— Comme ça, dans les sept ou huit, entre jeunes soldats c'est moins grave que chez vous autres. Le duel est une punition qu'on inflige aux conscrits quand ils ont eu la main trop leste. On les pousse sur le terrain au nom de l'honneur et dans l'intérêt de la discipline ; mais le maître d'armes est toujours là pour arrêter les mauvais coups. Il ne s'agit pas d'abîmer un homme ; l'État n'en a pas trop, et il les paye assez cher. Eh bien! quoiqu'il n'y ait pas grand risque de vie, j'y allais comme un chat qu'on fouette dans les premiers temps. Je ne veux pas vous flatter, mais franchement j'étais moins crâne que vous. Quel dommage que vous n'ayez rien appris! avec le sang-froid que vous avez, vous seriez fort à tout comme pas un.
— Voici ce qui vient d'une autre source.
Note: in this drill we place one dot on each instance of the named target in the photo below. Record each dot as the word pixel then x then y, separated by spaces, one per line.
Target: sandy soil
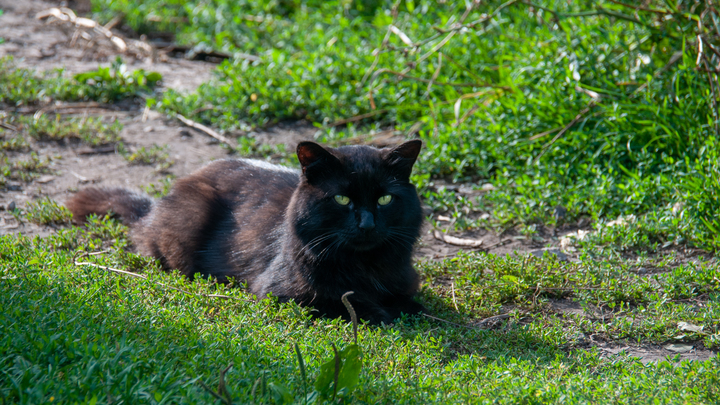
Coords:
pixel 41 46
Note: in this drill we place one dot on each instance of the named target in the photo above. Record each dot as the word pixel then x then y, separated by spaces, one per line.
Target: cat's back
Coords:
pixel 221 220
pixel 242 178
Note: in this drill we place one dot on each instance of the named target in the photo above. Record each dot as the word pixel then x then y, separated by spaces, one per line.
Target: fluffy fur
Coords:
pixel 284 232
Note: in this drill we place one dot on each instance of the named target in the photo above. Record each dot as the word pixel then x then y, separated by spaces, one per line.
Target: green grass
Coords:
pixel 155 155
pixel 74 332
pixel 23 169
pixel 47 211
pixel 645 131
pixel 644 147
pixel 26 87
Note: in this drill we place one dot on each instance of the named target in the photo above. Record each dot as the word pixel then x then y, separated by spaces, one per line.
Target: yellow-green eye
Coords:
pixel 385 200
pixel 342 200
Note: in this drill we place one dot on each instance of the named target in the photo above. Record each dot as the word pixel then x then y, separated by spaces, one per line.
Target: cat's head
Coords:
pixel 356 197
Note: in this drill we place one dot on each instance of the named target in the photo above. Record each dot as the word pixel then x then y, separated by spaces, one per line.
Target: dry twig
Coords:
pixel 110 269
pixel 203 128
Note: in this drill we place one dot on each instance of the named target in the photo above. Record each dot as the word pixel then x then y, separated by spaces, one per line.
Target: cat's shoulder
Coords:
pixel 247 165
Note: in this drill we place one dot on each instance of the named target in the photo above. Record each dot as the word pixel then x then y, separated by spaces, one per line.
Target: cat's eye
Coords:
pixel 342 200
pixel 385 200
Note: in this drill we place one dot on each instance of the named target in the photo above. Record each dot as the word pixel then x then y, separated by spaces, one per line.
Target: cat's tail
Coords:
pixel 126 204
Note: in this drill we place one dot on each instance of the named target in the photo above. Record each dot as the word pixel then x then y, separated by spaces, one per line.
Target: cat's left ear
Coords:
pixel 315 160
pixel 403 157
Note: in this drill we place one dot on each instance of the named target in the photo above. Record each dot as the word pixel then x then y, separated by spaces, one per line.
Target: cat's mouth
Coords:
pixel 365 243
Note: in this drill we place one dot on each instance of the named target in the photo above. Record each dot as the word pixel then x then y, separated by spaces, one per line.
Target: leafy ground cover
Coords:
pixel 77 330
pixel 551 113
pixel 601 107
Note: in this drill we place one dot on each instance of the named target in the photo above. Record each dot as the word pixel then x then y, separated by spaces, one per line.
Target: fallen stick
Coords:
pixel 110 269
pixel 452 240
pixel 203 128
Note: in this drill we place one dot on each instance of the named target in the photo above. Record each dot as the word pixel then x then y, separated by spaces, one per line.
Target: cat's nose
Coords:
pixel 367 221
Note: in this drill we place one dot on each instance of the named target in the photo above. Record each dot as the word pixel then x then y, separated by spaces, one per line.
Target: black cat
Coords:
pixel 347 222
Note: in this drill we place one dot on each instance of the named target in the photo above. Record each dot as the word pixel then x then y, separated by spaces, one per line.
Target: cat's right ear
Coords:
pixel 314 159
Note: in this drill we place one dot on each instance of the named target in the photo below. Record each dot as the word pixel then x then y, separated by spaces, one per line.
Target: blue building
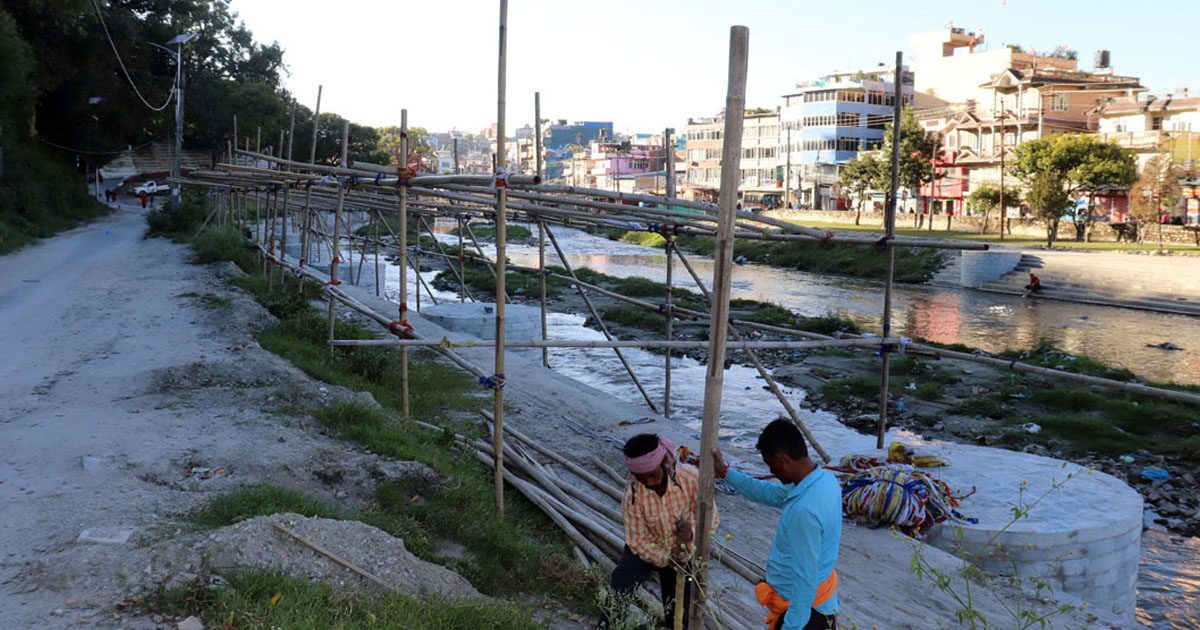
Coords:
pixel 562 135
pixel 841 114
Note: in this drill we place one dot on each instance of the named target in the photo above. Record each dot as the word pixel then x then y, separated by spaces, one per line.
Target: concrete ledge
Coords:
pixel 981 268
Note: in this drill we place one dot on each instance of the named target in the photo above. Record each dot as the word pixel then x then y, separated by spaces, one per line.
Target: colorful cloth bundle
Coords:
pixel 897 496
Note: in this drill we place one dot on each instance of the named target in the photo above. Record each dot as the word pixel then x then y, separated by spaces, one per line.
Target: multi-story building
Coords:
pixel 613 162
pixel 703 151
pixel 828 121
pixel 999 99
pixel 561 135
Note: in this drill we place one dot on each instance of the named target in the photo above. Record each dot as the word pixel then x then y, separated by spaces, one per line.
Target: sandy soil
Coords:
pixel 121 370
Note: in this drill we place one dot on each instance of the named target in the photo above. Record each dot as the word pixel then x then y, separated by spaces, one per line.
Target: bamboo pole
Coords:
pixel 723 275
pixel 306 237
pixel 763 372
pixel 403 261
pixel 889 231
pixel 670 331
pixel 595 315
pixel 336 252
pixel 541 286
pixel 675 345
pixel 501 263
— Bah! le trop de science embarrasse.

— Si du moins vous aviez profité de ces trois jours pour prendre quelques leçons de combat! On dit que M. Pons en donne d'étonnantes.

— Vous savez bien, Rastoul, que j'avais affaire au magasin. D'ailleurs je crois qu'un homme résolu peut toujours prendre la vie d'un autre, et il n'y a pas de talent qui tienne contre une bonne épée emmanchée au bout d'un vrai bras. Je ne connais l'escrime que par ce que j'en ai lu dans les livres. C'est un art, paraît-il, qui consiste surtout à défendre sa peau, et subsidiairement à trouer celle d'autrui ; mais si je fais mon deuil des accidents qui peuvent m'atteindre, si je suis décidé d'avance à ne parer aucun coup, si j'applique tout mon vouloir et toute ma force à frapper devant moi, advienne que pourra, il me semble, mon bon ami, que je simplifie la question et que j'écarte les trois quarts de la difficulté. Qu'en dites-vous?

— Je dis… je dis, morbleu! que vous en parlez à votre aise, et qu'un coup droit dans l'estomac vous cloue sur place avant toute riposte. »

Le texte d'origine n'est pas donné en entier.